[petsc-users] question about partitioning usage

Wed Jan 25 14:55:40 CST 2012

Jed, you are generally right, although I do not capture the context of
your remarks in this very case.
Maybe the context you are missing is that on my own linux box things
run smoothly - I start getting problems on platforms like Windows or
Cray, where I can not run a debugger (easily).
Regarding parmetis assert fail, I have run the failing code in the
debugger and submitted the stack trace, as reported previously.
The question here was where is Petsc using parmetis internally
elsewhere than on my explicit call, and why still after having
destroyed the MatPartitioning object. I can of course find it all out
myself in a few days by studying the code or using a debugger - I
thought about such internal issue I'd just ask.

Thanks for your understanding and patience,
Dominik

On Wed, Jan 25, 2012 at 9:41 PM, Jed Brown <jedbrown at mcs.anl.gov> wrote:
> On Wed, Jan 25, 2012 at 13:20, Dominik Szczerba <dominik at itis.ethz.ch>
> wrote:
>>
>> I create it to partition my input unstructured mesh, then I destroy
>> it. It is so separated from the rest of the code, that I could even
>> delegate it to a separate program.
>> But then, as shown in the other thread, I somehow get an assertion
>> fail from parmetis much later in the code, when creating solver
>> contexts. Why is this happening if the MatPartitioning object was
>> destroyed?
>
>
> Dominik, you've been at this game for a while now, so you should be familiar
> with your tools. In any software project, when you encounter an error, you
> should ask the question "how did I get here?" With languages that have a
> call stack, the first step to answering that question is to look at the
> stack trace.

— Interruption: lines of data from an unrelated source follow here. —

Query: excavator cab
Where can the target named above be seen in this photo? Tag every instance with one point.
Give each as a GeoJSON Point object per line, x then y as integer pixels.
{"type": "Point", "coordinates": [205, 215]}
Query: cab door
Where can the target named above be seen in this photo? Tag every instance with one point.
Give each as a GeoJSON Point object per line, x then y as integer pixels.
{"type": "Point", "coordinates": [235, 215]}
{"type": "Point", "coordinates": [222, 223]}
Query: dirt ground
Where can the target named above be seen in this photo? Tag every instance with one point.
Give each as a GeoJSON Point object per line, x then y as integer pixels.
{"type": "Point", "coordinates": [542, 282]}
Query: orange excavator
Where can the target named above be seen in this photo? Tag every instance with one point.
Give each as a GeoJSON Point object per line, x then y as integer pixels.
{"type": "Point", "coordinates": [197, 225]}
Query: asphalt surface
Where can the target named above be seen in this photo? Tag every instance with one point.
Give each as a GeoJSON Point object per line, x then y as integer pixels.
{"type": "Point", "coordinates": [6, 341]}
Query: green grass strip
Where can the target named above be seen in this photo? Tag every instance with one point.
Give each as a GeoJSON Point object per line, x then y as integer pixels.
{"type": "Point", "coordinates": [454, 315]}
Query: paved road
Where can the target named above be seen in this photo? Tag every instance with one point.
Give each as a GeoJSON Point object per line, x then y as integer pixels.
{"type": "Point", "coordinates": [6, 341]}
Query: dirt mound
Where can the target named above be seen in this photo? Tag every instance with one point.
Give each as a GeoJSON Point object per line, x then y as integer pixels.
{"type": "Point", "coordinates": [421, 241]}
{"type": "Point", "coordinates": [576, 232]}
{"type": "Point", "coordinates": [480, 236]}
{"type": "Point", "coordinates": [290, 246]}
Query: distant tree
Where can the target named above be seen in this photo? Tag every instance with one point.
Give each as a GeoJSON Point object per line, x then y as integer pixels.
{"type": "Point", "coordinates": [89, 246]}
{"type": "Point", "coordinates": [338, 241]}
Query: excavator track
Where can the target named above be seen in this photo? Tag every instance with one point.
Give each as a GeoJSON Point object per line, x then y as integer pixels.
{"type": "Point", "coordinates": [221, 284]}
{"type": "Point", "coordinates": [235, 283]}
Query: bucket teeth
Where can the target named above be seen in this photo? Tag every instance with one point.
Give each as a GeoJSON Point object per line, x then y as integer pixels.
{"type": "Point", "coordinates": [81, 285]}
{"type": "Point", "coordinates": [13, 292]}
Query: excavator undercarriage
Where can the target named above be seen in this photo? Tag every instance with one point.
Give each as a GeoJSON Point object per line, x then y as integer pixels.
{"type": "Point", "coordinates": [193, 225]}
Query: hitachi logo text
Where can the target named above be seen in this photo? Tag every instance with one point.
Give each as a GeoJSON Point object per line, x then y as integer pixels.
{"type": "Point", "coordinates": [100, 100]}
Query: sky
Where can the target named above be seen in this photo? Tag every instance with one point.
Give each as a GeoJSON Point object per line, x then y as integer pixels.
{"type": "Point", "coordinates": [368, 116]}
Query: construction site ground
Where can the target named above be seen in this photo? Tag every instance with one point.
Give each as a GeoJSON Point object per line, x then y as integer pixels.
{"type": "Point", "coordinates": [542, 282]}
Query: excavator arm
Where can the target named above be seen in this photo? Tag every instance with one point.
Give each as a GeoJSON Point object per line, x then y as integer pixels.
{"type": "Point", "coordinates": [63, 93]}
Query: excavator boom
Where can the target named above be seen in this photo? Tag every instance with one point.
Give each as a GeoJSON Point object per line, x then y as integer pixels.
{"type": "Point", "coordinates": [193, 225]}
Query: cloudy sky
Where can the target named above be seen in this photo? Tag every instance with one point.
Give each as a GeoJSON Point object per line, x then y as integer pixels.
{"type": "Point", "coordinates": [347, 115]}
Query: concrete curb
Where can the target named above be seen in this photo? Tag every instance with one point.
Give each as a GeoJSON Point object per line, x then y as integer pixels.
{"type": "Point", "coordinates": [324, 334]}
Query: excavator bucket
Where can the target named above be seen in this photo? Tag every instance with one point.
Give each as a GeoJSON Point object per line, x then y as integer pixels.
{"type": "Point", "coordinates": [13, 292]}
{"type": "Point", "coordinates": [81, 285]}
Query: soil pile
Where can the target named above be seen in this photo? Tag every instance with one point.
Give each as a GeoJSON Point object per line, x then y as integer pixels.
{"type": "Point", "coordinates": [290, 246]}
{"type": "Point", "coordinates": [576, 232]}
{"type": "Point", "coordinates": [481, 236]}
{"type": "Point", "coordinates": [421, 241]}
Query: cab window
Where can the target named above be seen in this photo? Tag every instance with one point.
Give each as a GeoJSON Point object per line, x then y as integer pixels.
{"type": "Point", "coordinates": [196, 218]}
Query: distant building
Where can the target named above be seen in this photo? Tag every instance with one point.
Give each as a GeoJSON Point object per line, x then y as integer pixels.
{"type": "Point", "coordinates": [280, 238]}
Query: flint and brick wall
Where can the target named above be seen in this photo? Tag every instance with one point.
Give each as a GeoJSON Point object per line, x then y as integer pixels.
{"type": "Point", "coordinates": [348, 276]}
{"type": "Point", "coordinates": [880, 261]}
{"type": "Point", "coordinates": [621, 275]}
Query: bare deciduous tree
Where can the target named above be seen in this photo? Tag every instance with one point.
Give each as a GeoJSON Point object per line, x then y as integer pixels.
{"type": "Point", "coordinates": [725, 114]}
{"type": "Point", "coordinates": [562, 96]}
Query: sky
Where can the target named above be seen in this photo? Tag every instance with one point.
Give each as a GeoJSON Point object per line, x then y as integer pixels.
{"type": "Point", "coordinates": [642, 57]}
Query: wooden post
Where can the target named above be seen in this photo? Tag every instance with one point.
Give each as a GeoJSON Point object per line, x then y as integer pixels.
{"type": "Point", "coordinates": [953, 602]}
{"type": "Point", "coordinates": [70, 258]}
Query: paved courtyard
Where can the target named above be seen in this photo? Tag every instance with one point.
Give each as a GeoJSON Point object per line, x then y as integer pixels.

There is a well-known tool for producing stack traces and
> related tasks, it's called a debugger.
>
> Now PETSc noticed early on that teaching every user to use a debugger (and
> dealing with the issues on clusters) is too much work, consequently, PETSc
> manages its own call stack so that it can produce stack traces
> automatically. Third-party packages usually don't do this, so they usually
> just return error codes. Asserts are useful as a developer because it's very
> little typing and the debugger catches them, but they are horrible in
> production because the program just exits without telling you why there was
> an error. If the programmer was nice, they would have placed a comment at
> that line of code explaining what might cause the assertion to fail, but you
> still have to dig up the source code and go to that line, and many
> programmers aren't that careful.
>
> Of course failing asserts don't usually forcefully exit, they call abort()
> which raises SIGABRT and, as it turns out, you can catch SIGABRT (though you
> cannot block it). However, SIGABRT is the same signal that is usually used
> to instruct a program to dump core, so in order to not clutter the ability
> to get core, PETSc does not catch SIGABRT. (At least I think this is the
> rationale, perhaps it should be reconsidered.) Consequently, PETSc doesn't
> automatically give stack traces when third-party libraries call abort().
>
> Note that the only thing worse than calling assert()/abort() from a library
> is to call exit() in an error condition, and unfortunately, this is more
> common than you might thing. Again, PETSc could register a callback with
> atexit(), but this would interfere with users' ability to exit intentionally
> (before calling PetscFinalize()) without seeing a PETSc error message. In
> any case, the current decision was not to use atexit() either.
>
> What this all adds up to for you is that you should use a debugger to get a
> stack trace if you want to find out how you reached a failed assert() in
> some third-party package. You know that PETSc doesn't require that package,
> so it's not using it by default for anything. Presumably, you also know that
> "somehow get an assertion fail from parmetis much later in the code, when
> creating solver contexts" is pretty vague. How did you determine that it was
> when creating solver contexts? Even if that claim is correct, are we
> expected to guess what kind of solvers you have and how they are configured,
> such that a partitioner might be called? You have to help us help you.
>
> So don't be afraid to use the debugger. Read enough of the documentation
> that you can fluently work with conditional breakpoints and with watchpoints
> (both values and locations). Other times, use valgrind with --db-attach=yes
> to get the debugger to the correct place. I can understand that it looks
> overwhelming if you are starting out, but if you have made it through your
> first year of serious development and aren't familiar with these tools yet,
> you have already lost more time than it takes to learn the tools.
>
> When developing new code, have a hard rule that there always be a run-time
> parameter to change the problem size, and always make the smallest problem
> size something that runs in less than 10 seconds without optimization. I
> have occasionally ended up in circumstances where these rules were not
> followed and I have regretted it every time. Similarly, always develop code
> in a friendly development environment. To me, that means that debuggers and
> valgrind must work, disk latency must be low enough that I don't notice it
> in Emacs, and the source code has to be indexed so that I can move around
> quickly. It also means that the build system has to be fast, waiting more
> than a few seconds for compilation when you make a simple change to a C file
> is unacceptable.
>
> If you follow these guidelines, I think you will end up answering your own
> questions in less time than it takes to ask them, and when find that you
> need to ask, you will have plenty of relevant information that hopefully we
> won't need several rounds of email ping-pong to get oriented.